There is something I am confused about if M is an A-module. I am little bit confused about when we consider $B \otimes M$ as either A module or B module. When we consider $B \otimes M$ as A module. Do we consider the tensor as tensor in A ? That is, do we write $B \otimes_A M$ ? If we consider $B \otimes M$ as B module do we consider the tensor $B \otimes_B M$ ? Or is it just $B \otimes_A M$ where we can either put an A module structure on this or a B module strcuture on this ?
First of all, note that the morphism $f:A \to B$ allows us to view the ring $B$ as an $A$ module with the multiplication $$ ab := f(a)b $$ Moreover, any $B$-module $N$ may be regarded as an $A$-module with the similarly defined $an := f(a)n$. This is sometimes called a restriction of scalars.
My attempt to answer your question: $M \otimes_A N$ is necessarily a tensor product of $A$-modules, and $M \otimes_B N$ is necessarily a tensor product of $B$-modules.

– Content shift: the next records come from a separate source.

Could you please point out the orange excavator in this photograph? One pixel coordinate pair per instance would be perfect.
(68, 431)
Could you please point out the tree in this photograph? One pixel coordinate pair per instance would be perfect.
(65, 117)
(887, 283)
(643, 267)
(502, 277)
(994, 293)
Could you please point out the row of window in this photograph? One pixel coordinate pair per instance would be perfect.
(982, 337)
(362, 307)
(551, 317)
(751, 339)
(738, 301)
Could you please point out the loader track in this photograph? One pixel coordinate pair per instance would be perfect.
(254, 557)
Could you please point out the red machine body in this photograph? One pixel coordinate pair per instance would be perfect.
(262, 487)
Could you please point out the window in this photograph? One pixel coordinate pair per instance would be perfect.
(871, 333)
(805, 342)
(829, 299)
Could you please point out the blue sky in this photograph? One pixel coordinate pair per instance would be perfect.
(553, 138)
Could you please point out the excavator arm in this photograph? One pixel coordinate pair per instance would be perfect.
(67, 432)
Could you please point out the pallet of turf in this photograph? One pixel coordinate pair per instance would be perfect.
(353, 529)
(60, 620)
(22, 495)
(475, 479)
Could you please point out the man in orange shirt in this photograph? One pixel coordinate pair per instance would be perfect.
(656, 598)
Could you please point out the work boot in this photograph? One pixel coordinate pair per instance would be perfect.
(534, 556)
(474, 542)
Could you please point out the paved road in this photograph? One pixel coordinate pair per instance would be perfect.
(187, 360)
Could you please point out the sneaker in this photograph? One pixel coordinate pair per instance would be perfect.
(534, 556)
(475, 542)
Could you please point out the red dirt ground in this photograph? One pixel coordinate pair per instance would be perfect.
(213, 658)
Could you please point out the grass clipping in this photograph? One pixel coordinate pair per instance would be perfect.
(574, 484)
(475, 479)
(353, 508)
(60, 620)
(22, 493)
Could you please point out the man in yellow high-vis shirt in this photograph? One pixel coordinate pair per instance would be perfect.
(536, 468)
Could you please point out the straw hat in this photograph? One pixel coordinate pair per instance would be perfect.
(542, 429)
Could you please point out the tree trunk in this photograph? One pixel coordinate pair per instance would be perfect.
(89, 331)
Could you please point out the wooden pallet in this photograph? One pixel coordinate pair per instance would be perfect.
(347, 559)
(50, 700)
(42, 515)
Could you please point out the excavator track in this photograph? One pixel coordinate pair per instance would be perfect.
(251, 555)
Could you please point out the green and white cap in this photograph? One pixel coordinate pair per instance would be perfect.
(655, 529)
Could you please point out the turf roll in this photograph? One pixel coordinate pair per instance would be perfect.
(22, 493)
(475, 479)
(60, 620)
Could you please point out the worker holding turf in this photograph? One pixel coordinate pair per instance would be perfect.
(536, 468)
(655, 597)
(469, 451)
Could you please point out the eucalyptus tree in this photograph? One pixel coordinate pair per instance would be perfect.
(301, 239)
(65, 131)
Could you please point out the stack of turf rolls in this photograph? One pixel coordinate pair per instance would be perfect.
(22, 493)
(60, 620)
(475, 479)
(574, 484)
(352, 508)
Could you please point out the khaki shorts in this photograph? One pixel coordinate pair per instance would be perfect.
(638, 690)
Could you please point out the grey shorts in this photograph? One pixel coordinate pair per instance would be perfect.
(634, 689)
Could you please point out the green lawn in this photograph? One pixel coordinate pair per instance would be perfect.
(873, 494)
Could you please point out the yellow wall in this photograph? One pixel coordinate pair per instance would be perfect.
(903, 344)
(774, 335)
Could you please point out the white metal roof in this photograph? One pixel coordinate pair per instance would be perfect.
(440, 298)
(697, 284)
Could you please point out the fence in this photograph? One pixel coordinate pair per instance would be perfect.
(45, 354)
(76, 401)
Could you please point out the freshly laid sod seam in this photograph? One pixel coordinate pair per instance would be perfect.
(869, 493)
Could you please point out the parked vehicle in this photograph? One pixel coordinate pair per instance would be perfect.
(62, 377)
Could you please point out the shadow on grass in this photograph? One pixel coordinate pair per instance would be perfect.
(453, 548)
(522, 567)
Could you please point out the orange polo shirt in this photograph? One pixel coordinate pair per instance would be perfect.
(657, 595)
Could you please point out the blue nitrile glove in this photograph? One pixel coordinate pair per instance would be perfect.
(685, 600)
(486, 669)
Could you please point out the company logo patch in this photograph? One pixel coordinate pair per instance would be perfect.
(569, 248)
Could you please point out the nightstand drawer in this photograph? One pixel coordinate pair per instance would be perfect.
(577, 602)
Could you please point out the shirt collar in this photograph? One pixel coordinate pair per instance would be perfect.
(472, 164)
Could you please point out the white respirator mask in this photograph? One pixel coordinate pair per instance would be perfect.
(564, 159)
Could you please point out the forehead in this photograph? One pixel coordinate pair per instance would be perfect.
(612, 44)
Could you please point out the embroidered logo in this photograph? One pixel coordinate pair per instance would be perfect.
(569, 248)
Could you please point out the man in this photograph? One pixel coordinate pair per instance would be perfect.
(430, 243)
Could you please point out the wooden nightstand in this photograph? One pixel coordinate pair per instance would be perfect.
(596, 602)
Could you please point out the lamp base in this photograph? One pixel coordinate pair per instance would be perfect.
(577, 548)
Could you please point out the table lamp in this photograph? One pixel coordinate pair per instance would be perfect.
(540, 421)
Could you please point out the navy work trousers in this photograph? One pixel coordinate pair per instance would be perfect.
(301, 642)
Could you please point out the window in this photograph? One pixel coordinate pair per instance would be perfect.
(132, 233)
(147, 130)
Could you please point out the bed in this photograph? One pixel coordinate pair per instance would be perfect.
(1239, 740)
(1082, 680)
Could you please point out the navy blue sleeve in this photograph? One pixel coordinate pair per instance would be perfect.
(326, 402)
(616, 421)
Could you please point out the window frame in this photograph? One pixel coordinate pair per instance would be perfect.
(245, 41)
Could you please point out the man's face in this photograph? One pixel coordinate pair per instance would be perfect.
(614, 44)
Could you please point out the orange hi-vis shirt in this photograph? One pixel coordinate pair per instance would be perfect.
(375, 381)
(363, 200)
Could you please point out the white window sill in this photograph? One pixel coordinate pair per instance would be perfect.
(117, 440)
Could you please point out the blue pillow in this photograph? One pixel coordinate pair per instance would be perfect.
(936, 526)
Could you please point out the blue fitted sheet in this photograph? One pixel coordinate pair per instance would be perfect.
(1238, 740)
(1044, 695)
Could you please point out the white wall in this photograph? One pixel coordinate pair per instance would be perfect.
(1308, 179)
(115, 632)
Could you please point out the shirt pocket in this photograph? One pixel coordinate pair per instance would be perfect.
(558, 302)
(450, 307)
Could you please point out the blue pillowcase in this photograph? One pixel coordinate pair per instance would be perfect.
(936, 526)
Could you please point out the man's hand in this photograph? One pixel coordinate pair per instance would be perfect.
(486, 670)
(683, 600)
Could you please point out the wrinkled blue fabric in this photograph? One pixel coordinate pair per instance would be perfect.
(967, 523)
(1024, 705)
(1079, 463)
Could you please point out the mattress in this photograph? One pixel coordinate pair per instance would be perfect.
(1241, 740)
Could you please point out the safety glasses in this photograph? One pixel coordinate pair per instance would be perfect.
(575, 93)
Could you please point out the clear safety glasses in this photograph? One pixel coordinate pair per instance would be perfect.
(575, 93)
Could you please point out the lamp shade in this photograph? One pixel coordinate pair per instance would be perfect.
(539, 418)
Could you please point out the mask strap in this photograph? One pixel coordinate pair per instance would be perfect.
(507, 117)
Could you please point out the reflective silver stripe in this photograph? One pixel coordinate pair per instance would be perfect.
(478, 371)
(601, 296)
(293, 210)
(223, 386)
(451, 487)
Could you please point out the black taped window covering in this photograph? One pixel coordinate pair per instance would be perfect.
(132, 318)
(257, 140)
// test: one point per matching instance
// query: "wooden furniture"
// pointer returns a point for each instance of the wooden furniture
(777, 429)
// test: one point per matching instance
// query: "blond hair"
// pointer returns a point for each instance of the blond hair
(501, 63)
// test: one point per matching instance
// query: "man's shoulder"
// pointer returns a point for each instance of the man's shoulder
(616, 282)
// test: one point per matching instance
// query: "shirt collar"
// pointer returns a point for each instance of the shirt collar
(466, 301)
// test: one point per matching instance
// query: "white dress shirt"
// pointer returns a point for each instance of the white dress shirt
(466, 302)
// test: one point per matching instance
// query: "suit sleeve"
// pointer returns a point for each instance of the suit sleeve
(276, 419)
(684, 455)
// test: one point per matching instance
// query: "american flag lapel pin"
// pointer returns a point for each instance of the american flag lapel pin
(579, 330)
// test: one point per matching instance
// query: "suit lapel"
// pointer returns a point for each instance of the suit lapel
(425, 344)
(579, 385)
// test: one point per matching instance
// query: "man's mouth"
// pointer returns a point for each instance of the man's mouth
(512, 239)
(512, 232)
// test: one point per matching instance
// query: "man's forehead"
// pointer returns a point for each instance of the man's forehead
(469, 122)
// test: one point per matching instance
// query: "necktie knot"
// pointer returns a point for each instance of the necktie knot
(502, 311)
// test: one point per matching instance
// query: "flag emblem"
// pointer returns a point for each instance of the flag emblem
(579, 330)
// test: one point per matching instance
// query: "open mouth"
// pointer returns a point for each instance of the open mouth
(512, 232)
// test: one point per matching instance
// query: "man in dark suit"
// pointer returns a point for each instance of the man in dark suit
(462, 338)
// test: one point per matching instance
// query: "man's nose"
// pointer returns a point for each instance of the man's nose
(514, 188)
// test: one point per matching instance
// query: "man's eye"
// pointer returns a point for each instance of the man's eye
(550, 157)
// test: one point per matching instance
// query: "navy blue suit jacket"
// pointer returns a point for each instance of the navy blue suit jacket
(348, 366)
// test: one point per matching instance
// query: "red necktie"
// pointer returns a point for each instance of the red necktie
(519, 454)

Given the above morphism, any $B$-module may be regarded as an $A$ module, but an $A$-module cannot necessarily be considered as a $B$-module.
If $N$ is an $A$-module (but not a $B$-module), then $B \otimes_B N$ makes no sense, since we have no "scalar" multiplication defined between elements of $b$ and elements of $N$. However, $B \otimes_A N$ is fine, since $B$ is an $A$-module.
If $N$ is a $B$-module, then $B \otimes N$ is ambiguous; it could be either $B \otimes_B N$ or $B \otimes_A N$. In that case, some more context is required.
Then again, $B \otimes_B N \cong N$, so it is unlikely that $B \otimes N$ would refer to the former case.